C. Transformative Complex Adaptive Systems

IVa. Transformative Complex Adaptive Systems

Are characterized by not only adaptation to change, also making qualitative changes of their own in the process of adaptation that transforms not only the system’s response to its environment, it also changes the environment.

A. Biological

1. Evolution

2. Ecosystems that cannot be described as tending towards a steady state


B. Cultural

1. language

2. custom

3. instrumental knowledge

4. material production

5. the arts

6. religion

7. government

8. the internet

9. instrumental organizations

10. law

IVb. For Transformative Complex Adaptive Systems four kinds of differentiation seem essential to be able to clearly and deeply analyze the phenomena.

A. Spontaneous Orders

Insofar as all participants have equality of status and follow common abstract procedural rules while open to cooperative endeavors with other members such that no goal can be said to exist for the system as a whole, we have a Spontaneous Order in Hayekian and Michael Polanyian terms. They first applied this term to the market and science which approximate these conditions. Only later did Hayek apply the term more expansively, to what seem better described as transformative complex adaptive systems.

B. Dynamic Analysis

The concept of a Spontaneous Order serves as a Weberian Ideal Type as described by Bendix, Max Weber: An Intellectual Portrait 1960, (274-81).

Spontaneous orders should be paired with the contrasting ideal type of an instrumental organization, characterized by having a specifiable goal, unequal status ranked on the basis of service to that goal and ease of replacing, and openness to cooperative endeavors justified by their utility in serving that goal.
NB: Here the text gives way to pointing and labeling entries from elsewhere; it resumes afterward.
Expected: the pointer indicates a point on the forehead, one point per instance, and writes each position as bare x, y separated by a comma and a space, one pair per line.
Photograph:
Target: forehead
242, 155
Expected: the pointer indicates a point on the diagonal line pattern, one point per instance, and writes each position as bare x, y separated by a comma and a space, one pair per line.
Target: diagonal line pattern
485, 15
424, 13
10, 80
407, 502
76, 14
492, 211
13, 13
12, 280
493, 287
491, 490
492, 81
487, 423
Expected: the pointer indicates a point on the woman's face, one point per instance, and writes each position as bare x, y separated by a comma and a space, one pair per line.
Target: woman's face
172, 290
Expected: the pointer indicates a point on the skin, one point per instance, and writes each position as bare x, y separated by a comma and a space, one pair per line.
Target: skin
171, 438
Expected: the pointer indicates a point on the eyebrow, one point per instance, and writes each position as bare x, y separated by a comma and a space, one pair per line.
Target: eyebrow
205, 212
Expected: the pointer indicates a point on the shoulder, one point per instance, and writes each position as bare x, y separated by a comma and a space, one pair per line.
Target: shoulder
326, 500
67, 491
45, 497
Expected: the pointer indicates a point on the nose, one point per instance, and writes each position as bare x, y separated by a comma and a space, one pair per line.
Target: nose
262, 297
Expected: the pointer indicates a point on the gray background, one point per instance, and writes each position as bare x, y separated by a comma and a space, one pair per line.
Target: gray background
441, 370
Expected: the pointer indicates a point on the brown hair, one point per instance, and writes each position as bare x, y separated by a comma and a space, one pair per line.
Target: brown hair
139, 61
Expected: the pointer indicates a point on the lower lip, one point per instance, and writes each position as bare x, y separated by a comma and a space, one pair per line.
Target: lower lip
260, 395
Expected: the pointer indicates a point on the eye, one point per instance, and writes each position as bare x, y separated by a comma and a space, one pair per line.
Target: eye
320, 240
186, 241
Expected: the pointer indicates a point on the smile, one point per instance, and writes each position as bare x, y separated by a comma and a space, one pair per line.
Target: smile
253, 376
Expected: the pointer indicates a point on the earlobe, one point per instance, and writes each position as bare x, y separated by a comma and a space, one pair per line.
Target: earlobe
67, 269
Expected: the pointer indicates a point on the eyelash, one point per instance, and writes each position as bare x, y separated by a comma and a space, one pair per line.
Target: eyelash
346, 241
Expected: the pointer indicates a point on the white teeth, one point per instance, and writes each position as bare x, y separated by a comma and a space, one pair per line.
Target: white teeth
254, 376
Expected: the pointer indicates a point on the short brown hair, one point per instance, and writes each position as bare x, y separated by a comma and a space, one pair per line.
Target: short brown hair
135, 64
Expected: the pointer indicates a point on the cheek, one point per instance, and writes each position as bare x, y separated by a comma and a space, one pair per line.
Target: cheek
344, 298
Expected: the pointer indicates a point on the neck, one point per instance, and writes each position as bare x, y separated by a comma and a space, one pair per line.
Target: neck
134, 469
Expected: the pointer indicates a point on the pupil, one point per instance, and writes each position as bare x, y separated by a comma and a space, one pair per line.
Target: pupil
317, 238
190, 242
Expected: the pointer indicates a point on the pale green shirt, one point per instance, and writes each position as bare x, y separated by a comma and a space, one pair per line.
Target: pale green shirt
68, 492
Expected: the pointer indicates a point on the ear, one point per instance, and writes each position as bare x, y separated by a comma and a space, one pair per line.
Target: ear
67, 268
Once this distinction is understood, it is possible to analyze symbiotic and confictual relations between spontaneous orders and the instrumental organizations within them. This approach can be used in more empirical studies of spontaneous orders and the organizations within them, such as corporations and markets or political parties and democracies or research organizations and science.

C. Transformation

Transformation occurs along a continuum from a relatively steady state to disruptive change. In science Thomas Kuhn’s “normal science” is working within and perfecting the current paradigm and “revolutionary science” transforms paradigms. This distinction is contextual. A revolution within a field (for example, continental drift in geology) might not be revolutionary in science as a whole, whereas quantum mechanics came much closer to such a science wide revolution, although so far it plays little if any role in geology and fields focusing on phenomena of similar scale. The same two patterns occurs between “Kirznerian” entrepreneurship as equilibrating and “Schumpeterian” entrepreneurship as disequilibrating, and in other such orders.
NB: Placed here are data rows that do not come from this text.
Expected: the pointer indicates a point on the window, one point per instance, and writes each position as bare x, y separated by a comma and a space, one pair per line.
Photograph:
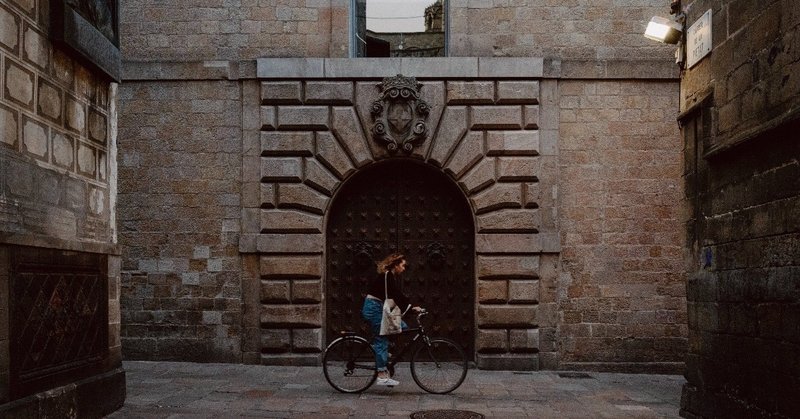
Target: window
397, 28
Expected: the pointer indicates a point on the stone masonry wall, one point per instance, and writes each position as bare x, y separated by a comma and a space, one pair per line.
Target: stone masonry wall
180, 208
57, 176
55, 145
248, 29
622, 287
740, 122
485, 135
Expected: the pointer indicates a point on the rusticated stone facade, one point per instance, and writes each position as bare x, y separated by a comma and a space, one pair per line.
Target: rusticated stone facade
570, 179
739, 111
59, 261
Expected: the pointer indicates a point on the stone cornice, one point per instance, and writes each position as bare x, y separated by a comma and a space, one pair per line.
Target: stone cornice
423, 68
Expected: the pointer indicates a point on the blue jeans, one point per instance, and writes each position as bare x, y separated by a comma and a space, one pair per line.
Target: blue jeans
372, 313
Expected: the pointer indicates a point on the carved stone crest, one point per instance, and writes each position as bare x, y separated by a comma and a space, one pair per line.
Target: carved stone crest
399, 114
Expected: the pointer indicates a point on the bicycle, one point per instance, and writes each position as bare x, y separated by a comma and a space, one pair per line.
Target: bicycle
438, 365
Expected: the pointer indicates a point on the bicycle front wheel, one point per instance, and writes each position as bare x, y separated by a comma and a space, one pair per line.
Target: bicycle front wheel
349, 364
440, 367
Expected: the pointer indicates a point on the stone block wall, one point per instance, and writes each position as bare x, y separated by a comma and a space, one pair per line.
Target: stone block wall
57, 197
180, 208
247, 29
740, 120
622, 286
492, 137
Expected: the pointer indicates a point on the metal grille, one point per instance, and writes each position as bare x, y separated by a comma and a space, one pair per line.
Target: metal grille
407, 207
58, 316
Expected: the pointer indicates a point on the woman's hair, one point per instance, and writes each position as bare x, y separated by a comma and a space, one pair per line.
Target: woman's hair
390, 262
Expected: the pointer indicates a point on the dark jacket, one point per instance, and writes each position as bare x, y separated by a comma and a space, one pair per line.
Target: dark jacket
375, 289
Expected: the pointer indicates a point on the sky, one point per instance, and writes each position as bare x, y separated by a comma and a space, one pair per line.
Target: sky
408, 15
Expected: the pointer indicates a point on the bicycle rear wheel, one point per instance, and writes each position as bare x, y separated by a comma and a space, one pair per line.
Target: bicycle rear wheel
349, 364
440, 367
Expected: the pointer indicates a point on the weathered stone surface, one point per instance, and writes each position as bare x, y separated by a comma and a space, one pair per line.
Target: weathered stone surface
268, 117
332, 155
306, 291
86, 160
506, 316
281, 93
492, 291
492, 341
268, 195
512, 143
301, 196
9, 30
19, 84
523, 291
530, 116
531, 195
303, 117
509, 92
274, 291
75, 115
276, 221
523, 340
34, 138
481, 176
468, 153
495, 117
508, 243
350, 135
294, 315
290, 243
287, 143
275, 340
50, 101
470, 92
291, 266
500, 195
319, 177
36, 48
10, 126
97, 127
524, 220
514, 267
518, 169
307, 340
329, 92
281, 169
452, 128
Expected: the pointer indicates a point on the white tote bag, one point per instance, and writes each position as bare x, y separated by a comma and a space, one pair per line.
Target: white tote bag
392, 318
This transformative continuum can occur not only in spontaneous orders, it can happen in any transformative complex adaptive system.

D. Law

Law is at least that framework of enforceable rules that applies to transformative complex adaptive systems. Thus, all cultural complex adaptive systems are to some degree influenced by law that regulates them and enforces their rules. Law cannot be a pure spontaneous order because of its coercive character. I would in particular welcome more clarification here.
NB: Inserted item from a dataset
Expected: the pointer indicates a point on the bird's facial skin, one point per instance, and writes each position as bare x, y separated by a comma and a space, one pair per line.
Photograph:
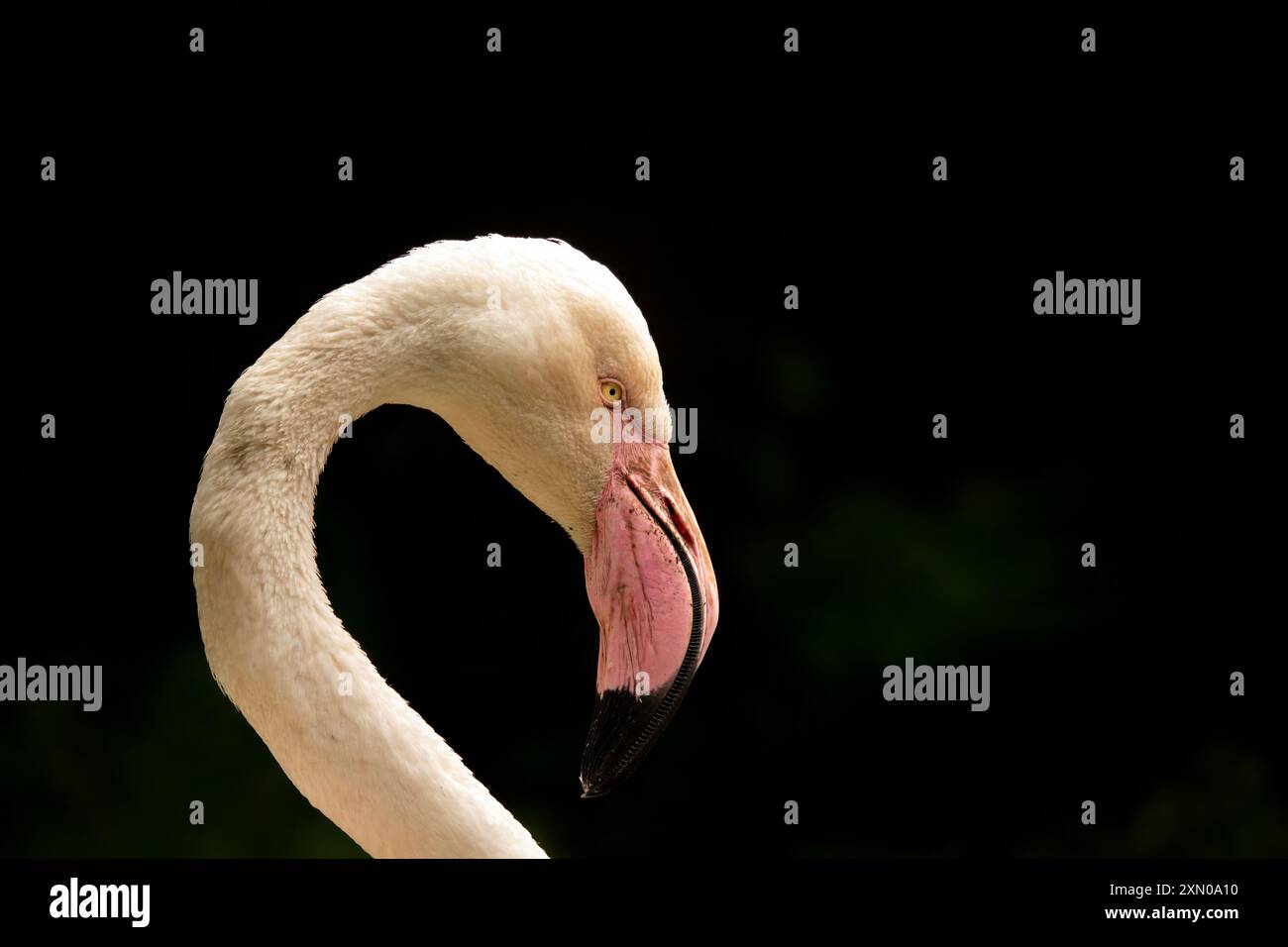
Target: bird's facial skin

I anticipate writing a longer paper on this subject, one hopefully informed by insights from other scholars.  I imagine we will discuss it at our fourth conference this Fall. I hope readers of this blog will contribute their suggestions, criticisms, or any other insights that come to mind, so that we can develop a really comprehensive theoretical framework whereby we can explore the implications of recognizing emergent phenomena wherever we might observe them.